Hanno le foto dei figli come sfondo sul desktop del computer e i loro disegni appesi in ufficio o in reparto.
Hanno un vagone di pazienza sempre in tasca.
Hanno una vita così piena che non si accorgono nemmeno di non avere nemmeno un secondo da dedicare a se stesse.
Hanno sempre mille sensi di colpa perché vorrebbero fare di più.
Non hanno più visto l'estetista dal giorno del loro matrimonio e vanno dal parrucchiere due volte l'anno, ma...

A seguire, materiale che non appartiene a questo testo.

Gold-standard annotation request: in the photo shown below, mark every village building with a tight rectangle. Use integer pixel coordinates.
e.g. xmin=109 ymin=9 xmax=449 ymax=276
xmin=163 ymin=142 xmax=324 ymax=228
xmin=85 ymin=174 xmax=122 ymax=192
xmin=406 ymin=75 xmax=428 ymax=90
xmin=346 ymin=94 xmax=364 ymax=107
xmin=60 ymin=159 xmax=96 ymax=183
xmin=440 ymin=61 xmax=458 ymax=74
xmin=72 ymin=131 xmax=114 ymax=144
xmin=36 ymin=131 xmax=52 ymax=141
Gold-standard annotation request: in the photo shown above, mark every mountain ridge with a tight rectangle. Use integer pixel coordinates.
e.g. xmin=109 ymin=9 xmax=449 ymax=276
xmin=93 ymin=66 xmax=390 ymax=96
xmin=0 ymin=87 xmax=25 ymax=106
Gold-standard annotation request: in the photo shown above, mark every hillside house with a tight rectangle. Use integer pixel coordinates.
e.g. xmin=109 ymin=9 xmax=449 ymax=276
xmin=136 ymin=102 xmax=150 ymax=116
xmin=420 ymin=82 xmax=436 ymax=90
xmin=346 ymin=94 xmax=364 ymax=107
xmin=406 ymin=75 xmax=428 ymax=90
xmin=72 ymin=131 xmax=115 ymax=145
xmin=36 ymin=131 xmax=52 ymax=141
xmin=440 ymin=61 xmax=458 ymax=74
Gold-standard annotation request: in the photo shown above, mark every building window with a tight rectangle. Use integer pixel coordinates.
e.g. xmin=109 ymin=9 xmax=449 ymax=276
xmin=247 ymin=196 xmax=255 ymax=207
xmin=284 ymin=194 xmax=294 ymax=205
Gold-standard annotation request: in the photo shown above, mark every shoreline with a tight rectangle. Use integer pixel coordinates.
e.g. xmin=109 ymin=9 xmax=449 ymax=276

Le mamme che lavorano sono sempre bellissime


Per Catia e Maria Cristina: sì, sto parlando anche di voi. Soprattutto di voi.



AGGIORNAMENTO
Ho scoperto che più di qualcuno ha frainteso questo post, interpretandolo come una critica alle mamme casalinghe oppure ai papà.
Mi dispiace, non pensavo che un elogio per qualcuno potesse essere letto come un'offesa per altri.
In realtà volevo solo evidenziare la differenza tra me che lavoro, oltretutto con molta flessibilità, ma non sono mamma e le donne che lavorano, anche con orari molto più rigidi dei miei, e che in più sono mamme attente e presenti con i loro figli e per questo hanno tutta la mia più sincera ammirazione.